LinuxLists.cc - [PATCH] io_uring: releasing CPU resources when polling

2024-03-18 09:00:51

Subject: [PATCH] io_uring: releasing CPU resources when polling

From: hexue <[email protected]>

This patch is intended to reduce the CPU usage of io_uring in polling
mode. When io_uring is configured to use polling but the
underlying device is not configured with poll queue, this patch is
trying to optimaize the CPU when io_uring is polling for completions
of IOs that will actually be completed via interrupts.

The patch is implemented as follows:
- Get the poll queue information of the underling device
in io_uring.

- If there is no poll queue, IO will be arrive as
interruption, then io_uring's polling detection will keep
spinning empty, resulting in a waste of CPU resources,
so let the process release CPU before IO completes.

- Record the running time and context switching time of each
IO, and use these time to determine whether a process continue
to schedule.
In specific implementations, applying to consecutive IOs, each
IO is judged based on the recording time of the previous IO,
and when the idle time is greater than 1us, it will schedule to
ensure that the performance is not compromised.

- Adaptive adjustment to different devices. Due to the real-time
nature of time recording, each device's IO processing speed is
different, so the CPU optimization effect will vary, but could
ensure that the performance will not be degraded.

- Set a interface enables application to choose whether or not
to require this feature.
Add a tag of flag, when the application adds this tag, the
optimization provided by this patch will only be adopted if
the above condition is met, i.e., if io_uring is polling and
the underlying device is not configured with a poll queue,
which means that the user chooses the CPU low-loss prioritized
approach for IO. If the application does not set this tag, then
even if the conditions are met, it will remain the same as
native io_uring, with no changes or impacts.

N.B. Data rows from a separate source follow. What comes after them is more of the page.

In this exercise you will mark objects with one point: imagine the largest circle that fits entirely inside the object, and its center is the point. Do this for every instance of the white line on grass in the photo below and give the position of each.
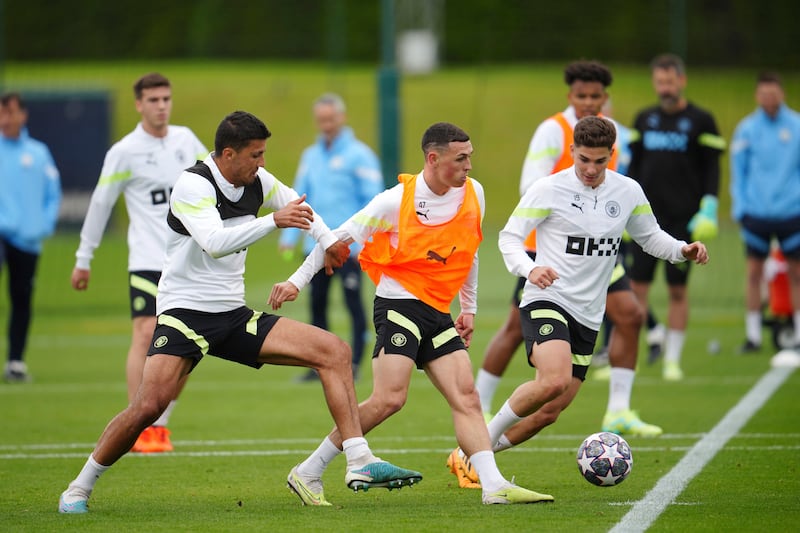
(21, 455)
(417, 438)
(648, 509)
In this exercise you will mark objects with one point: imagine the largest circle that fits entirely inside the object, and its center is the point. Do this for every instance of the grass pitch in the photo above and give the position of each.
(238, 432)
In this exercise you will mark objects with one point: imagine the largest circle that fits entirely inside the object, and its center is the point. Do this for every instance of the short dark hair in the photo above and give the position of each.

The CPU optimization of patch is tested as follows:
In the case of reaching the peak of the disk's spec, the
performance is not significantly reduced from native kernel,
but the CPU usage of per CPU is reduced by about 50% for
sequential R&W, and by ~80% for Randomwrite.

This optimization does not affect IO performance in other cases,
e.g., when both the underlying device and io_uring allow
polling, performance is not affected by this patch.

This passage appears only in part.